SHOW wal_buffers;        -- Default: -1 (auto, typically 64MB at 1GB shared_buffers)
SHOW wal_writer_delay;   -- Default: 200ms
SHOW wal_segment_size;   -- Default: 16MB

The WAL buffer is a circular buffer in shared memory. Backends write WAL records sequentially. When a backend commits:

  • If synchronous_commit = on (default): the backend calls fsync() on the WAL file, waits for disk confirmation
  • If synchronous_commit = off: the backend returns immediately, WAL is flushed by the WAL writer within wal_writer_delay (200ms)

Measuring fsync Cost

The raw cost of fsync varies by storage:

-- PostgreSQL's built-in fsync test
-- Run from command line, not SQL
-- pg_test_fsync (ships with PostgreSQL)

Typical results:

Storage Type     | fsync latency (avg) | fsync latency (P99) | IOPS (fsync)
NVMe SSD         |         70 us       |         180 us      |    14,285
SATA SSD         |        250 us       |         800 us      |     4,000
SAS 15K RPM      |       2.1 ms        |        4.8 ms       |       476
SATA 7200 RPM    |       4.2 ms        |        12 ms        |       238
EBS gp3 (AWS)    |        500 us       |        2.1 ms       |     3,000

These numbers directly cap your maximum commit rate:

Max commits/sec = 1 / fsync_latency_avg
NVMe:      14,285 commits/sec
SATA SSD:   4,000 commits/sec
Spinning:     238 commits/sec

If you INSERT with autocommit, your maximum throughput on spinning disk is 238 rows/sec. No application optimization can exceed this hardware limit.

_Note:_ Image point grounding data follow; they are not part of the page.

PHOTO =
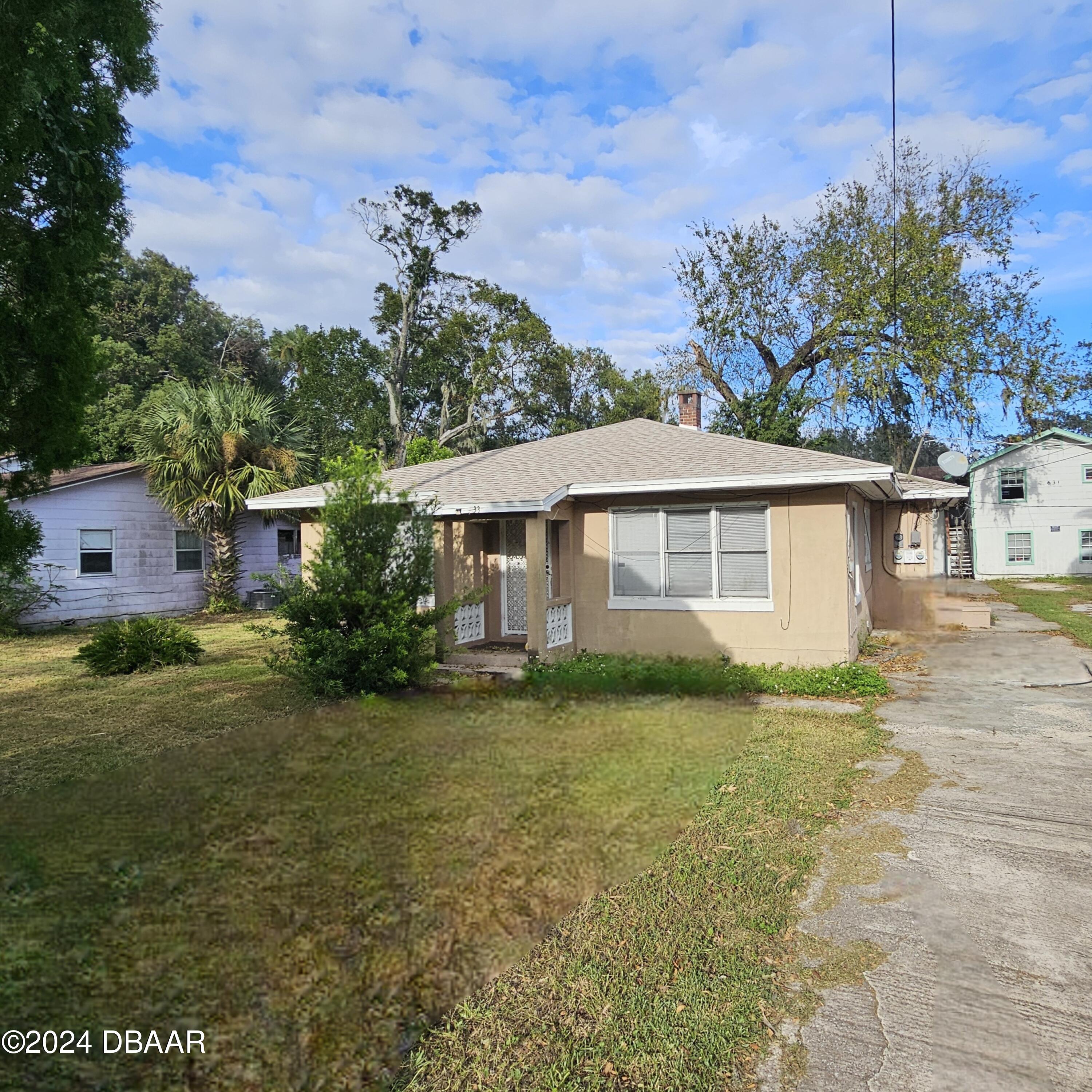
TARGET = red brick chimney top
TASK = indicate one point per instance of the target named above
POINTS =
(691, 409)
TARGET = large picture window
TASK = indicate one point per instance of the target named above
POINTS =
(691, 557)
(1014, 485)
(96, 553)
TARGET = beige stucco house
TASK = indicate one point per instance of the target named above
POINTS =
(658, 539)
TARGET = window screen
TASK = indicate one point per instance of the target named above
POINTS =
(96, 553)
(637, 554)
(1013, 485)
(744, 549)
(288, 542)
(188, 552)
(689, 554)
(1019, 546)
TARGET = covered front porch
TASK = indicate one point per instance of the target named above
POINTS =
(526, 561)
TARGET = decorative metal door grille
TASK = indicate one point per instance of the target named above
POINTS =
(516, 577)
(558, 625)
(470, 623)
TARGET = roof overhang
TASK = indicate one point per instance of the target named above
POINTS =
(882, 479)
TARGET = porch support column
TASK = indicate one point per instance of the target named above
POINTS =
(444, 556)
(537, 585)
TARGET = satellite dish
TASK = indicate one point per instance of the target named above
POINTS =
(954, 463)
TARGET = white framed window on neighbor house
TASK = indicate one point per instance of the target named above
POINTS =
(96, 552)
(288, 543)
(691, 558)
(1018, 547)
(1013, 485)
(189, 552)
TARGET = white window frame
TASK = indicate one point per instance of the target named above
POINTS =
(185, 531)
(80, 552)
(665, 602)
(297, 540)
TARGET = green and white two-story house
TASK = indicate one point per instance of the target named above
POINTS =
(1032, 508)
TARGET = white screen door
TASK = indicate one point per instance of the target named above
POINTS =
(514, 578)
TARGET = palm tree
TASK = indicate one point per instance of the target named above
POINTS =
(206, 450)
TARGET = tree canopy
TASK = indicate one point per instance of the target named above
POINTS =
(66, 71)
(836, 317)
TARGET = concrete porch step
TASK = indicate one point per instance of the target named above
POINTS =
(971, 614)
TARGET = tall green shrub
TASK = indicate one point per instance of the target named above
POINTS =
(353, 620)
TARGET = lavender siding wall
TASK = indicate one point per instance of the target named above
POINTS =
(145, 580)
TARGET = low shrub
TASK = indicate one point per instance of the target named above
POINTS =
(140, 645)
(600, 674)
(590, 673)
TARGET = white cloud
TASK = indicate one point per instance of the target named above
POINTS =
(591, 135)
(1078, 163)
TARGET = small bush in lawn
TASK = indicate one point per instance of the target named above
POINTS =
(140, 645)
(354, 625)
(591, 673)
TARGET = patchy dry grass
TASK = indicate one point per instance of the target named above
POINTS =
(1054, 606)
(314, 893)
(58, 722)
(675, 980)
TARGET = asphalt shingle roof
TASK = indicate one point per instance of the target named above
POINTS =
(630, 452)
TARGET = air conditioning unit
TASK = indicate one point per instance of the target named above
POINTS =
(264, 599)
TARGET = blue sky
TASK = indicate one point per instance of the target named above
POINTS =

Commit Frequency Benchmark

Measuring throughput as a function of commit frequency (10,000 rows, NVMe storage):

// Benchmark harness: vary commit interval
public void benchmarkCommitFrequency(Connection conn, List<Article> articles,
                                      int commitEveryN) throws SQLException {
    conn.setAutoCommit(false);
    String sql = """
        INSERT INTO articles (external_id, title, body, category_id, source_id,
                             published_at, word_count)
        VALUES (?, ?, ?, ?, ?, ?, ?)
        """;
    int count = 0;
    try (PreparedStatement ps = conn.prepareStatement(sql)) {
        for (Article a : articles) {
            ps.setString(1, a.externalId());
            ps.setString(2, a.title());
            ps.setString(3, a.body());
            ps.setInt(4, a.categoryId());
            ps.setInt(5, a.sourceId());
            ps.setObject(6, a.publishedAt());
            ps.setInt(7, a.wordCount());
            ps.executeUpdate();
            count++;
            if (count % commitEveryN == 0) {
                conn.commit();
            }
        }
        conn.commit();
    }
}

Results:

Commit Every N | Commits | fsync Calls | Time (sec) | Rows/sec | WAL MB
1              | 10,000  |      10,000 |     14.2   |      704 |    312
10             |  1,000  |       1,000 |      2.8   |    3,571 |    305
50             |    200  |         200 |      1.6   |    6,250 |    299
100            |    100  |         100 |      1.4   |    7,143 |    298
500            |     20  |          20 |      1.1   |    9,091 |    296
1000           |     10  |          10 |      1.0   |   10,000 |    295
5000           |      2  |           2 |      0.93  |   10,753 |    294
10000          |      1  |           1 |      0.91  |   10,989 |    293

The relationship is clear: throughput scales inversely with fsync count until the bottleneck shifts to heap page writes (around 500-1000 rows per commit on this hardware).

synchronous_commit Levels

PostgreSQL offers five durability levels:

-- Most durable (default): wait for WAL fsync
SET synchronous_commit = on;

-- Wait for WAL write but not fsync (OS page cache)
SET synchronous_commit = off;

-- Remote replication levels (not covered here)
-- remote_write, remote_apply, on (with synchronous standby)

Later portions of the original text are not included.